Paccanelli falava na abertura da dupla jornada da 10º Convenção Europeia do Têxtil e Vestuário e do 24º Fórum da Indústria Têxtil Portuguesa, que decorre entre hoje e amanhã no Hotel Crowe Plaza, no Porto. O líder da federação europeia do sector afirmou que as suas esperanças estão agora centradas “no próximo Conselho Europeu”, que terá lugar a 20 e 21 deste mês.

Para Alberto Paccanelli, a resposta à crise – que envolve itens que são na sua quase totalidade exógenos à indústria – tem de ser dada por via da “união entre todos os agentes europeus do sector”, que deve ser um fim e não apenas um meio, e da insistência naquilo que “nos diferencia”: a sustentabilidade, a circularidade.

Será esta consciência de união, reforçou, que servirá, por outro lado, para sustentar um bloco que seja competitivo com o exterior e justo com os que querem ser fornecedores do próprio bloco dos 27. “Fair and balance”, como disse.

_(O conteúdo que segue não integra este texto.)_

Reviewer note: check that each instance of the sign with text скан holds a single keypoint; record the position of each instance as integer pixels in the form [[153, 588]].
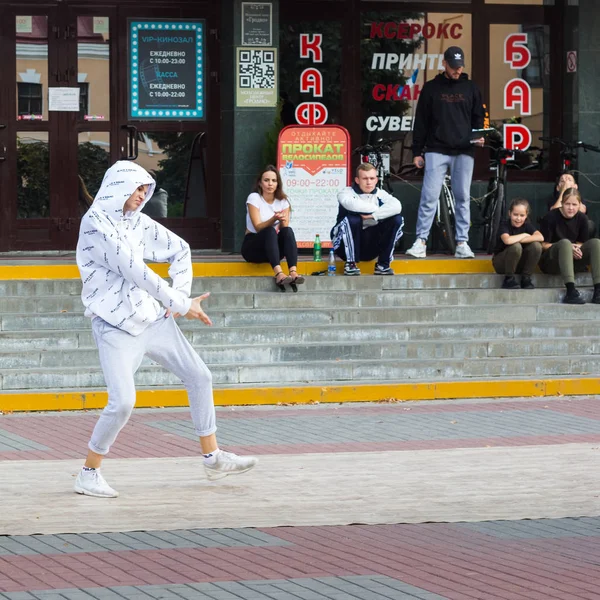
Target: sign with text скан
[[166, 70], [314, 164], [257, 23]]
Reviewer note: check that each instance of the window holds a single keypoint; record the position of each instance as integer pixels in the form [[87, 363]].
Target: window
[[29, 98], [506, 110], [84, 100], [537, 71]]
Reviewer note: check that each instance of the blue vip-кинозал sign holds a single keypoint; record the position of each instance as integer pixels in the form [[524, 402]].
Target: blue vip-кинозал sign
[[166, 70]]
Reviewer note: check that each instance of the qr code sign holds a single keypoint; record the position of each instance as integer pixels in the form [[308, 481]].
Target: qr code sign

Mário Jorge Machado, presidente da ATP, reforçou que a guerra é o principal problema com que o sector se debate neste momento. Neste quadro, “é importante que as associações, Euratex, ATP e outras, tenham canais abertos com o poder político” para que não haja disrupções no bloco. “Cada falência é uma vitória de Putin”, disse, e é essa razia que tem de parar.

Mas, para Mário Jorge Machado, o sector tem também de se preocupar com o combate – ainda não em armas – entre o Ocidente e a China, ou mais propriamente entre os Estados Unidos e a China, que talvez não seja do interesse do sector europeu. “Temos de defender as especificidades do sector europeu” e insistir nelas como um sinete do ‘made in Europe’.

Até porque, recordou, “já mostrámos que somos capazes de ser resilientes enquanto indústria, depois de termos ultrapassado a fase em que nos disseram que íamos desaparecer”.

Numa sala cheia – as inscrições esgotaram há vários dias – os trabalhos da tarde seguem com a realização de workshops com vários os especialistas, como Veronique Allaire Spitzer (Regenerative solutions Director ReFashion), Braz Costa (diretor do CITEVE) ou Helene Smits (Chief Sustainability Officer Recover). Amanhã, 14 de outubro, estão previstas visitas às empresas JF Almeida, Riopele, TMG Automotive e CITEVE.